Las mujeres humedecen fugazmente la punta el pulgar en la pila de agua bendita y vuelven a persignarse en la frente, la boca y el pecho; luego se encaminan, trémulas y cautelosas como si no quisieran sentirse a sí mismas, hacia un banco en el que aún les queda un espacio vacío entre las faldas. Junto al banco hacen la genuflexión, apoyando la falda sobre el entarimado, luego se incorporan y se sientan en el puesto libre y vuelven a santiguarse y al hacer la señal sobre el pecho ya están en medio de una oración.
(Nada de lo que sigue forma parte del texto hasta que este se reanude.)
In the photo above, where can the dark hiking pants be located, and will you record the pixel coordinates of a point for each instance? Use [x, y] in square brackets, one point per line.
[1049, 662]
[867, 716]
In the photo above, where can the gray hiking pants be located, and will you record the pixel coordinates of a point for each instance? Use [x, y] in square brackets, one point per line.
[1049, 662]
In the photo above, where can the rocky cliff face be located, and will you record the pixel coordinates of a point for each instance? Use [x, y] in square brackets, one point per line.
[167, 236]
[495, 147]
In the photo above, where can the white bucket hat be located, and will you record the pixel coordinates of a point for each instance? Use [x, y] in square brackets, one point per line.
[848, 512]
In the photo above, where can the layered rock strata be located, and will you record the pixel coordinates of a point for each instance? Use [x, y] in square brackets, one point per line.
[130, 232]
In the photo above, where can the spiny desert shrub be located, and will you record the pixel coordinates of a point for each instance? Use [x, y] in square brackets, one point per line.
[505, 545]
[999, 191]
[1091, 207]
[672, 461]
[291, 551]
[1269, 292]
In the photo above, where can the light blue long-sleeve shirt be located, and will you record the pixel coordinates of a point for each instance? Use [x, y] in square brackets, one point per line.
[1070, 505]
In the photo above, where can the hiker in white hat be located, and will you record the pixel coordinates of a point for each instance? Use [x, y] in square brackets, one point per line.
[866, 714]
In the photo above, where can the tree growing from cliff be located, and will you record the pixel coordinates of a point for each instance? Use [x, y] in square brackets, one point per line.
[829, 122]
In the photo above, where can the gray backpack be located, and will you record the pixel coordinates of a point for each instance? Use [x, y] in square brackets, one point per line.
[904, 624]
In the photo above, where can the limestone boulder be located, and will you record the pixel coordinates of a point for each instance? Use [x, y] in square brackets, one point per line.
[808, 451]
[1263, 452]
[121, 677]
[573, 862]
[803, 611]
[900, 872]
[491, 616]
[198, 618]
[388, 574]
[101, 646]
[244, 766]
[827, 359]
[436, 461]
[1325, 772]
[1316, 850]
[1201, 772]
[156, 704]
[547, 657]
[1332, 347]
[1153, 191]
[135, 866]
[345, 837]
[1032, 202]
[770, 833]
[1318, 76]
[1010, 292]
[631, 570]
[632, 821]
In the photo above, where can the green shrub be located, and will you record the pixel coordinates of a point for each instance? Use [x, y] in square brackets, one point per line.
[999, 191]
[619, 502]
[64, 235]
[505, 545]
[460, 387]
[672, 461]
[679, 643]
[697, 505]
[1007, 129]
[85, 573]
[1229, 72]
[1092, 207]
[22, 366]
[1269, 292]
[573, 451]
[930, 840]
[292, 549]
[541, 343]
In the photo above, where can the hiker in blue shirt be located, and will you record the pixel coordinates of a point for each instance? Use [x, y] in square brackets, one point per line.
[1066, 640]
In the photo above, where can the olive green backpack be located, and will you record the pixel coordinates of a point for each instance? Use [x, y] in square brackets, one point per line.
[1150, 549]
El órgano resuena arriba, en el coro.

El entonador tiene un par de ojos azules y legañosos que se le reducen y se le hunden cada vez más en la cabeza. Tiene el cabello muy blanco y unos manojos de hierba congelada sobre la boca y en torno a los ojos. Su dentadura postiza le rechina al hablar. Se le caería al suelo si antes de empezar a reírse no pusiera la mano debajo de la barbilla. Cuando se ríe mucho rato y con la boca demasiado abierta, la dentadura acaba irremediablemente en su mano.
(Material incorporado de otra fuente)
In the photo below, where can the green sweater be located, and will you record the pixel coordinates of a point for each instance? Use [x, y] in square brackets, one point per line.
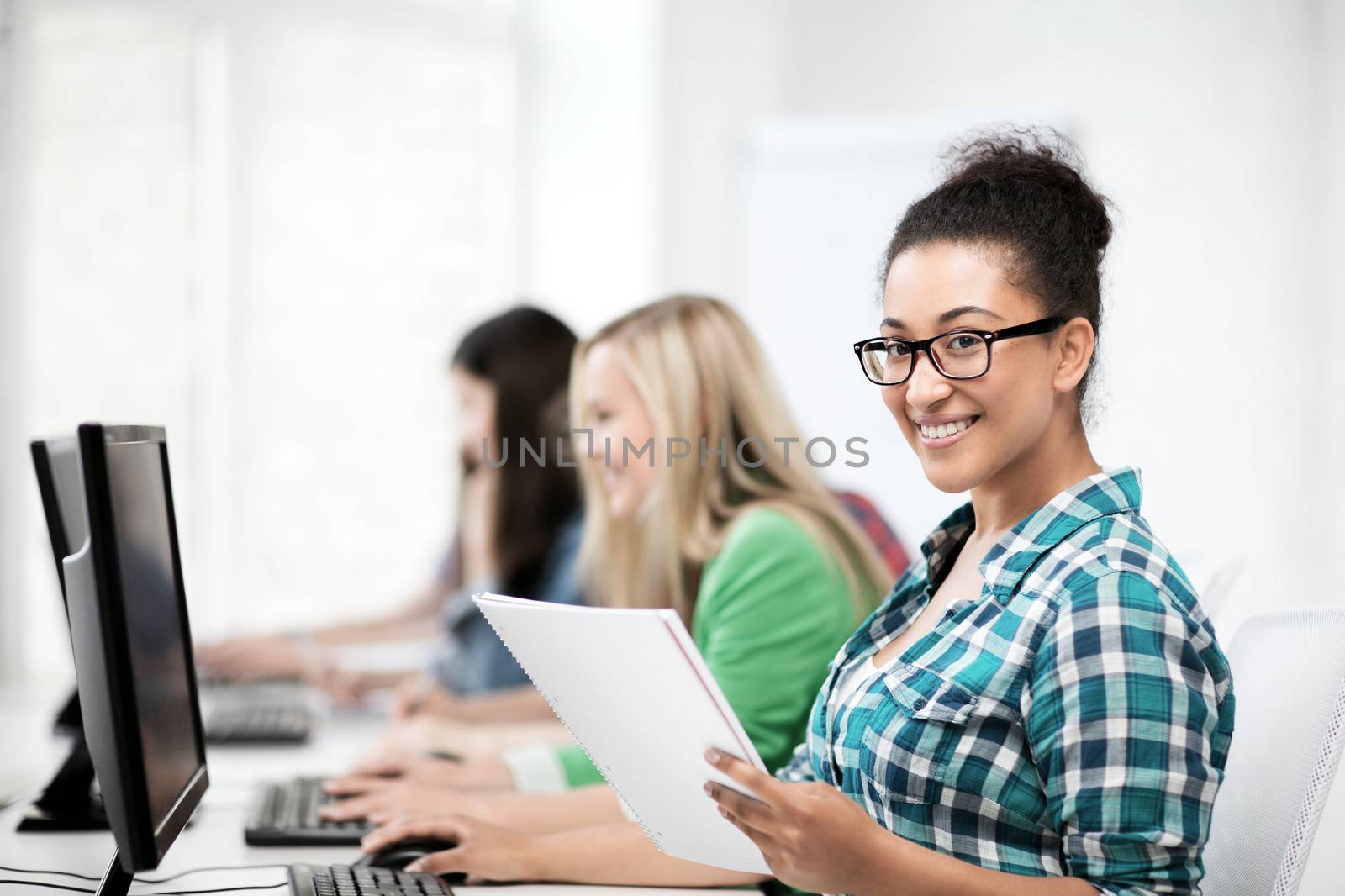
[771, 613]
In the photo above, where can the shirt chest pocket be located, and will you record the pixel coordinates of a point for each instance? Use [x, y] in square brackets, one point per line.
[935, 741]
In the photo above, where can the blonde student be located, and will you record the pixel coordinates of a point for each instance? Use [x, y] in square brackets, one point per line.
[1040, 705]
[693, 502]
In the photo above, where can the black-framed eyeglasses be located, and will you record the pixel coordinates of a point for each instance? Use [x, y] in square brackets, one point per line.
[958, 354]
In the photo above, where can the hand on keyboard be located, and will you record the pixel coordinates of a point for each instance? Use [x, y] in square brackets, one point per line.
[380, 799]
[484, 851]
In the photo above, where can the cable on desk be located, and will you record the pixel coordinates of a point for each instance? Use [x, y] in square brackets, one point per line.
[167, 892]
[140, 880]
[195, 871]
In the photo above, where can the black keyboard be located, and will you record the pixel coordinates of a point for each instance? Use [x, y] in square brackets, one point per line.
[287, 815]
[343, 880]
[241, 724]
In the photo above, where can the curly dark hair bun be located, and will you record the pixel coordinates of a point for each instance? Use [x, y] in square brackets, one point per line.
[1020, 192]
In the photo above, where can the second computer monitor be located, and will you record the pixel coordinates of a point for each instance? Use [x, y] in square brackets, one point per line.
[132, 643]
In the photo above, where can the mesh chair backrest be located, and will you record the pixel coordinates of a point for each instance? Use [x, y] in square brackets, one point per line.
[1289, 727]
Y él se la vuelve a poner con la mirada perdida, pero ya sin reírse. Jamás logra reírse hasta el final. Y a veces dice que envejecer es horrible.
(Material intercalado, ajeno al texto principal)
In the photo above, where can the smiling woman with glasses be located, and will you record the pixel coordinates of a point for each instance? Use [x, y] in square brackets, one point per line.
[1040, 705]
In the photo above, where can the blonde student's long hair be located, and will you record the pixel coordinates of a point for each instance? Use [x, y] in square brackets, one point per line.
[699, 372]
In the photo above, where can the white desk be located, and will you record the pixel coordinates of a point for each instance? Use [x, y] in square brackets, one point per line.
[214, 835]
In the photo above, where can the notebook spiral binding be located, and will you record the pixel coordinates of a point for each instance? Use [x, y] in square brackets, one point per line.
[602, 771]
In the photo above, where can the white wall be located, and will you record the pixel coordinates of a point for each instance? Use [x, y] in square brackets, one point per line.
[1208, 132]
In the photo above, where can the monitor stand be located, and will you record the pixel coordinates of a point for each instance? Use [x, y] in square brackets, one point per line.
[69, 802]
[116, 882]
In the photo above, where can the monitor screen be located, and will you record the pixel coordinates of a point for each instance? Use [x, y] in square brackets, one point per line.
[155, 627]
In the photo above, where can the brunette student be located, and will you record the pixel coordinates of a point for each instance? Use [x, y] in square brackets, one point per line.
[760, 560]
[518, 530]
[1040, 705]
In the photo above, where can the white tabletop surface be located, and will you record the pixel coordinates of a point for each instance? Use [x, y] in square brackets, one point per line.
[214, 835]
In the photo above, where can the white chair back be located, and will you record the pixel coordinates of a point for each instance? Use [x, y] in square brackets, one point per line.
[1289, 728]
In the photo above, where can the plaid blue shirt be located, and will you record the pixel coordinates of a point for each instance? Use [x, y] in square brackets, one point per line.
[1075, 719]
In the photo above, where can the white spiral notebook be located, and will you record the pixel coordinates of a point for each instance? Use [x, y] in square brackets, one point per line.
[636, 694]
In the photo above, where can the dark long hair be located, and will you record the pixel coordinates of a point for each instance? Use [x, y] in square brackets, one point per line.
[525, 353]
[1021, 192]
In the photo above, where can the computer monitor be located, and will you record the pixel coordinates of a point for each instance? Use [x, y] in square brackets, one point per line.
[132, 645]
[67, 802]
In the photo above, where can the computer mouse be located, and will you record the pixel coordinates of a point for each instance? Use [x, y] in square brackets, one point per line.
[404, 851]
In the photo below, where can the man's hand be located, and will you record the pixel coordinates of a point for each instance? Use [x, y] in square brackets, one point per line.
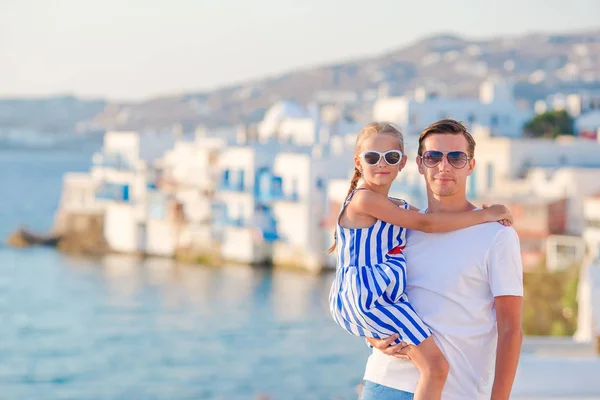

Hace un año su dentadura era demasiado pequeña. Le apretaba la encía hasta hacérsela sangrar. Y con el paladar escoriado se fue a ver al dentista del pueblo. Éste abrió de golpe su ventana y arrojó la dentadura lejos, hasta el huerto de la iglesia. El entonador se internó en el campo de tréboles. Acababan de podarlo y la dentadura se veía desde lejos. Por un instante le pareció tan extraña como la dentadura de un perro. La recogió y con su pañuelo sacudió la tierra que se le había pegado. El dentista seguía de pie en el marco de su ventana con el brazo extendido, y el miedo le había fruncido la cara. Movía los dedos como haciendo señales. El entonador se puso la dentadura en la mano, grande y blanca, y no bien llegó al consultorio, el dentista empezó a limar la cara interior de los dientes, dejando caer una harina blanca al suelo, y lo atendió casi con cordialidad. Pero el entonador, mudo, clavó la limada en las tenazas y tijeras dispuestas sobre un paño blanco. Y cuando el dentista quiso ponerle la dentadura en la boca, él apretó los labios con fuerza y estiró la mano. Y con su dentadura en la mano se marchó sin despedirse.